The poem displayssexuality and imposes young love. How can s shepherd afford gold clasps for slippers? And how the ryhming is perfect, this I could learn from, yes. The rose, especially, was sacred to the goddess Venus and it is how roses have come to symbolize romantic love in some modern Western cultures. From the flow of the diction and tone, the shepherd makes no evident attempt of a sordid kind of passion but instead, reaches out to his wife. The Unrealistic view of things may consider one of the themes of this poem. There is never any suggestion that the poet is asking the woman for a long-term commitment; there is no offer of marriage nor does he offer a long-term future together.
A rustic form of performance - in the open air and not on a stage - is again in marked contrast to the kind of formal performance of plays on the Renaissance stage, which would make Marlowe famous at a very young age. The second stanza is about how lovers should consider spending their recreational time in the parks by the rivers and rocks, instead of at banquets or in theaters. The second syllable of most two-syllable words is usually an unstressed one. Fancy duds from the city won't do for all that time in the great outdoors, so the speaker promises to make some clothes and accessories better suited for the occasion: caps of flowers, straw belts, lambs' wool gowns, beds of roses, you get the picture. They will have all the best of life.

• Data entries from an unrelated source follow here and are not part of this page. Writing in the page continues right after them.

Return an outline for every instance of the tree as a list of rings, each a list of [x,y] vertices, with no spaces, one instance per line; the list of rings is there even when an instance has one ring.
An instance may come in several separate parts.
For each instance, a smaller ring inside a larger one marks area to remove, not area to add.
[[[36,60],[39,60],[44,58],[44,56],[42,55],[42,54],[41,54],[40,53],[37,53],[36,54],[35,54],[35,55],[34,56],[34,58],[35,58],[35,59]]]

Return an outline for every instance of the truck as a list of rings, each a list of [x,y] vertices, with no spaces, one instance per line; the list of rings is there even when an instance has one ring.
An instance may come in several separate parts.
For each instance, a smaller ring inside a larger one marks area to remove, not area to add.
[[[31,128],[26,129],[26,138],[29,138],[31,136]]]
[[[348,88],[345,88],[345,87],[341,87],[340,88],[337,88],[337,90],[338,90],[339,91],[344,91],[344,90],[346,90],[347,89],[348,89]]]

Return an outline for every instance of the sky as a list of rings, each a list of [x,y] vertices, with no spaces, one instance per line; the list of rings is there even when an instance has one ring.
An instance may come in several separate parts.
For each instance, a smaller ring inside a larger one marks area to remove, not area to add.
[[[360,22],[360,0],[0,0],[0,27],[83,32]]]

It is practically the same thing but not in verse. And we will sit upon rocks, Seeing the shepherds feed their flocks, By shallow rivers to whose falls Melodious birds sing madrigals. The author used the same word a at the beginnings of some neighboring stanzas. In the last two lines he repeats, for the third time, his offer. This poem is full of empty promises. Good poetry is often many things to different readers, and Marlowe was able to create, within a codified and one might say ossified form of poetry a piece of clever and flexible Elizabethan verse. First of all, how about The fact that it's a pastoral poem? However, the poem contrasts in that there is no assurance that the lady will gain the stipulated items.

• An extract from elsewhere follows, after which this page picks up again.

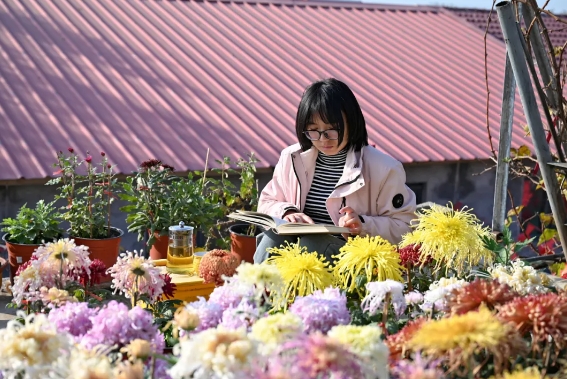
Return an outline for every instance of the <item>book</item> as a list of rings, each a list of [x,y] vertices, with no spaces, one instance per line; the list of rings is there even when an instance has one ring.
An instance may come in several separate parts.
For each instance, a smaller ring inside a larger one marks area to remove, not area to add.
[[[265,213],[251,211],[236,211],[228,215],[229,218],[255,224],[273,230],[280,235],[301,234],[341,234],[350,233],[349,228],[329,224],[308,224],[303,222],[289,222]]]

The nature of her reply is taken up by Sir Walter Raleigh in his poem Studs are ornamentation that is imprinted into cloth or leather. I am a senoir at Algonac highschool. Amidst these simple charms, he still makes grandiose promises of gold buckles for her shoes, silver serving plates, and ivory tables. The dress he promises her will be 'from our pretty lambs. It is light and airy in it's speech and very touching while remaining comprehendible.

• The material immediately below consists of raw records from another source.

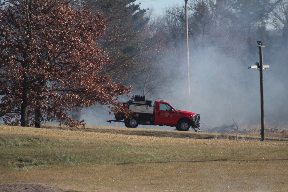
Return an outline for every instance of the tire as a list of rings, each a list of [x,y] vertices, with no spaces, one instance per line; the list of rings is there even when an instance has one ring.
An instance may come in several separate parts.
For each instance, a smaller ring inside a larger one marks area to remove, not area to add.
[[[179,131],[187,131],[190,128],[190,123],[188,121],[186,120],[182,120],[180,121],[177,126]]]
[[[128,124],[127,123],[127,121],[128,121],[128,119],[124,119],[124,124],[125,124],[125,126],[126,126],[126,127],[128,127],[129,128],[130,127],[128,126]]]
[[[129,127],[136,128],[138,126],[138,125],[139,124],[139,121],[135,117],[132,117],[127,120],[127,125],[129,126]]]

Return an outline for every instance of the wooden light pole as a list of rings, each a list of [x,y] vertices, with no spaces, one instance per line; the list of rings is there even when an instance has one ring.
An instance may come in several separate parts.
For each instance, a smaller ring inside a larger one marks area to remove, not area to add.
[[[189,104],[190,106],[190,111],[191,111],[191,103],[190,102],[190,98],[191,96],[191,93],[190,91],[190,75],[189,71],[189,38],[188,33],[188,8],[187,6],[187,4],[188,0],[185,1],[185,21],[186,25],[186,36],[187,37],[187,71],[188,72],[188,95],[189,96]]]
[[[261,140],[265,140],[265,120],[264,118],[264,89],[263,80],[263,69],[264,68],[269,68],[269,65],[263,65],[263,51],[262,47],[265,47],[262,45],[262,43],[261,41],[257,41],[258,44],[257,47],[259,48],[259,62],[256,62],[255,65],[251,65],[249,68],[259,68],[260,71],[260,100],[261,107]]]

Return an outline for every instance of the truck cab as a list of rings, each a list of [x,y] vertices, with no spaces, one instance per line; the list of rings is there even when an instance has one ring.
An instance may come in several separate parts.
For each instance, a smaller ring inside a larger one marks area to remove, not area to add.
[[[178,110],[164,101],[155,101],[154,106],[155,124],[175,126],[177,130],[181,131],[187,131],[190,126],[194,130],[198,128],[200,130],[199,114]]]

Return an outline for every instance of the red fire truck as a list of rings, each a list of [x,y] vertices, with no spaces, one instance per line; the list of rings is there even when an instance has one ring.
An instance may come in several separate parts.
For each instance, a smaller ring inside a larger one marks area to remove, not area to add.
[[[114,120],[107,121],[122,122],[128,128],[136,128],[139,125],[165,125],[176,127],[179,131],[188,131],[191,126],[195,131],[200,131],[199,114],[177,109],[164,100],[155,101],[153,105],[152,102],[146,100],[145,96],[133,95],[130,100],[123,103],[133,111],[133,116],[126,118],[117,114]]]

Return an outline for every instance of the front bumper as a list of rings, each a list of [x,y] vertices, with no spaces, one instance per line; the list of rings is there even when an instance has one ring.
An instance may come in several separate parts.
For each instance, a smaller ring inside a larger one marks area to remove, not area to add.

While the delights of the countryside and the rural life of manual labor are celebrated, the poet and the reader is assumed to be noble, or at least above manual labor. This type of music was popular in Italian and English songs from the 16th and 17th centuries. Incidentally, the plants mentioned roses, flowers, and myrtle are conventional horticultural expressions of romance. The second syllable of most two-syllable words is usually an unstressed one. I intend to look at each poem separately to give my interpretation of the poet's intentions and then discuss their techniques and how the chosen techniques affect the portal of an identical theme. The words used and pleasures promised to his love make the shepherd seem like a gentleman. Sponsored Links 1Come live with me and be my love, 2And we will all the pleasures prove, 3That valleys, groves, hills, and fields, 4Woods, or steepy mountain yields.
The Passionate Shepherd to his Love Analysis Christopher Marlowe Characters archetypes. The idealization of rural life is essentially what separates pastoral poetry from simple rustic verse. Apparently life itself is not good enough, it must be made into something it's not. But hey, when in Rome, I guess. No requests for explanation or general short comments allowed.